Fortalece as famílias: que, seguindo o teu exemplo, os pais eduquem com ternura e firmeza, de modo que cada lar seja escola de fé. Inspira, Mãe, aqueles que formam mentes e corações para que transmitam a verdade com a doçura, precisão e clareza que nasce do Evangelho. Encoraja os que o teu Filho chamou a segui-lo mais de perto: sustenta o clero e a vida consagrada na fidelidade quotidiana e renova o seu primeiro amor. Guarda a sua interioridade na oração, protege-os na tentação, anima-os no cansaço e socorre os abatidos.
Virgem Santa, que, como tu, conservemos o Evangelho no nosso coração (cf. Lc 2,51). Ajuda-nos a compreender que, embora destinatários, não somos donos desta mensagem, mas que, como São João Diego, somos os seus simples servos. Que vivamos convencidos de que ali onde chega a Boa Nova, tudo se torna belo, tudo recupera a saúde, tudo se renova. «Os que se deixam guiar por ti, não pecarão» (cf.
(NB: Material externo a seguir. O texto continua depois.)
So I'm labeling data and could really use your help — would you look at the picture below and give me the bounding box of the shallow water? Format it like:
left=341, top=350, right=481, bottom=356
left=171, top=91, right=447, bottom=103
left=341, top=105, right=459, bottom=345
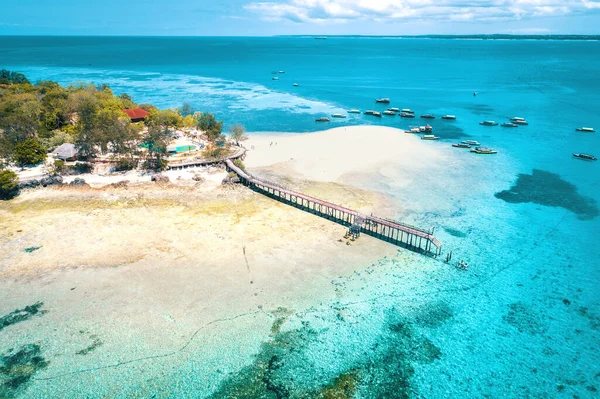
left=1, top=36, right=599, bottom=398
Si 24,22 NV); assiste-nos para não manchar com o nosso pecado e miséria a santidade da Igreja que, como tu, é mãe.
Mãe «do verdadeiro Deus por quem se vive», vem em auxílio do Sucessor de Pedro, para que confirme no único caminho que conduz ao Fruto bendito do teu ventre, a quantos me foram confiados. Recorda a este teu filho, «a quem Cristo confiou as chaves do Reino dos céus para o bem de todos», que essas chaves sirvam «para ligar e desligar e para redimir toda miséria humana» (S. João Paulo II, Homilia em Siracusa, 6 novembro 1994). E faz que, confiando na tua proteção, avancemos cada vez mais unidos, com Jesus e entre nós, para a morada eterna que Ele nos preparou e na qual tu nos esperas. Amém.